Beijo fora do roteiro foi um ato de Milton em novela contra o racismo
Parceira de cena teve gesto nobre ao saber que o ator era cobrado por seu personagem nunca ter beijado a esposa branca
‘Baila Comigo’ foi uma novela das 8 exibida na Globo em 1981, escrita por Manoel Carlos. O agora saudoso Milton Gonçalves, falecido aos 88 anos, interpretava Otto, que se casava com uma viúva com dois filhos, Letícia, papel de Beatriz Lyra, hoje com 92 anos e afastada dos estúdios.
Na época, não era comum ver um casal interracial nas tramas. Menos ainda que tivessem alguma intimidade em cena. Precursor entre os negros na TV, o ator ouvia comentários que o deixavam incomodado.

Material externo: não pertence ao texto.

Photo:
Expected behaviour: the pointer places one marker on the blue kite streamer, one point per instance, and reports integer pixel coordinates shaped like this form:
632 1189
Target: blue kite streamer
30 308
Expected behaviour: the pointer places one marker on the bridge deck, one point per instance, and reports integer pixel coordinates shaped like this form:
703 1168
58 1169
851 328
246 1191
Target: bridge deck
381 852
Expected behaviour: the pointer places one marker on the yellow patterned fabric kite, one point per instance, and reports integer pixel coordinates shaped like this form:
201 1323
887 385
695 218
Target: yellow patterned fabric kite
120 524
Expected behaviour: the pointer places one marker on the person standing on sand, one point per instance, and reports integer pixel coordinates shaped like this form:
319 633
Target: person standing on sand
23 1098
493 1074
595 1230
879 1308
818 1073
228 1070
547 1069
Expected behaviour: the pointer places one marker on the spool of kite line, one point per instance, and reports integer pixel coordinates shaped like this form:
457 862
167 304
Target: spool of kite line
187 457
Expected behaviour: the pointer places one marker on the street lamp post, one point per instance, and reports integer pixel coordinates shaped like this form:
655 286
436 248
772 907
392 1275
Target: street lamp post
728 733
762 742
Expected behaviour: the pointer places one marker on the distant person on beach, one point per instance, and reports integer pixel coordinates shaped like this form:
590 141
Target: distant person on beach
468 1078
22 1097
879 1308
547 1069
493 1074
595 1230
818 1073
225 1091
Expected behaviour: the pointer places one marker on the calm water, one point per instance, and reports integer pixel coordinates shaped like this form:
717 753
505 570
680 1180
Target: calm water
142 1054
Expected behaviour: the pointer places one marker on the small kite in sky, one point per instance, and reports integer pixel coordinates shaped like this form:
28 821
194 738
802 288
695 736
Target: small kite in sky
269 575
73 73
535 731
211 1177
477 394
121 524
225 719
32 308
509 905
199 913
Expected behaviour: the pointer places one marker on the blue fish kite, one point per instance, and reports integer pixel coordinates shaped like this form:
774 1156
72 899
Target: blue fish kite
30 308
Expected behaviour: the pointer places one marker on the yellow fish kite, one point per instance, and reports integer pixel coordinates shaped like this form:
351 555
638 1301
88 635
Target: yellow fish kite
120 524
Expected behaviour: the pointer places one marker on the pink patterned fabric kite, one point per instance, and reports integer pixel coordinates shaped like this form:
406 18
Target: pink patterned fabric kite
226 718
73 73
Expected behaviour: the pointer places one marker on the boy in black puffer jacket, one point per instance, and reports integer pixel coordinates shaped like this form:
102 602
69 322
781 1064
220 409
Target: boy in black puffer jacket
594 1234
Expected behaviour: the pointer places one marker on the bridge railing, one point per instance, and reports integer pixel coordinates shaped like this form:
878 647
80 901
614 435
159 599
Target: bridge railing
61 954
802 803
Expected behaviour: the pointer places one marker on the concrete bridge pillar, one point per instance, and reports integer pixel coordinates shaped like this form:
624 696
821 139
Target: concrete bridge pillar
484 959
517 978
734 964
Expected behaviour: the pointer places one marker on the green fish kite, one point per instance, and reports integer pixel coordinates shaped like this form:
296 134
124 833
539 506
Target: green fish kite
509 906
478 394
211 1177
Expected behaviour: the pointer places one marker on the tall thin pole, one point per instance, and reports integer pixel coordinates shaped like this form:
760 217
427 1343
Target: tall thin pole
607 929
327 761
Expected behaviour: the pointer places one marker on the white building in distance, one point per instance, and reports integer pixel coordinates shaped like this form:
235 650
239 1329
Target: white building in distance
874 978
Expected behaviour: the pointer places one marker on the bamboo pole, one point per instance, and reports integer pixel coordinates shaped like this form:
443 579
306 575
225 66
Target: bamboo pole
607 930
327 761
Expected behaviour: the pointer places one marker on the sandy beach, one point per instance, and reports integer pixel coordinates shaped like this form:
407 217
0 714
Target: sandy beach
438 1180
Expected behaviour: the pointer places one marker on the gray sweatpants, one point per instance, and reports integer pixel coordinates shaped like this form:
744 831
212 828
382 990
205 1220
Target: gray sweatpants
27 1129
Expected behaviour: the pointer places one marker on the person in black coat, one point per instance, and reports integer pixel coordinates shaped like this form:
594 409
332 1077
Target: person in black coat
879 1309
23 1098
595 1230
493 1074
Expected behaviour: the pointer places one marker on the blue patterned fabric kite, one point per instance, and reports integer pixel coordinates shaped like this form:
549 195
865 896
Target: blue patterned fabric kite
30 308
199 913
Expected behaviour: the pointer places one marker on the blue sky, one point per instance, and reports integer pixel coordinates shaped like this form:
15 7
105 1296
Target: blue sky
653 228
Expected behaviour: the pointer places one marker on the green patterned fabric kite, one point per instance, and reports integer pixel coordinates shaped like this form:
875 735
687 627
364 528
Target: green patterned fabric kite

“Tanto os negros quanto os brancos me diziam: ‘Você é casado com uma branca na novela, mas ela não te beija na boca. De que adianta?’”, relatou ao jornal ‘Extra’, anos atrás.
Ao saber de tal cobrança, Beatriz Lyra decidiu agir sem contar nada a ninguém. “Numa cena, Beatriz me puxou e me deu um beijo na boca, sem língua, mas com muito afeto. Todo mundo no estúdio ficou olhando, assustado, porque não estava previsto (no roteiro).”
Aquele gesto de amor entre um negro e uma branca (e de extrema cumplicidade de uma atriz com seu colega de ofício), no horário nobre da Globo, deu relevante contribuição para o combate ao racismo. Mas cobrou seu preço.
Nos dias seguintes, quando saiu às ruas, Beatriz Lyra foi criticada e até hostilizada por ter beijado Milton Gonçalves. Algo semelhante aconteceu com o galã Marcos Paulo quando ele formou par romântico com a diva negra Zezé Motta em ‘Corpo a Corpo’, de 1985.
A discriminação racial ainda é um dos maiores problemas sociais do Brasil. As novelas que tiveram casais interraciais ajudaram a combater o preconceito por meio da discussão do tema.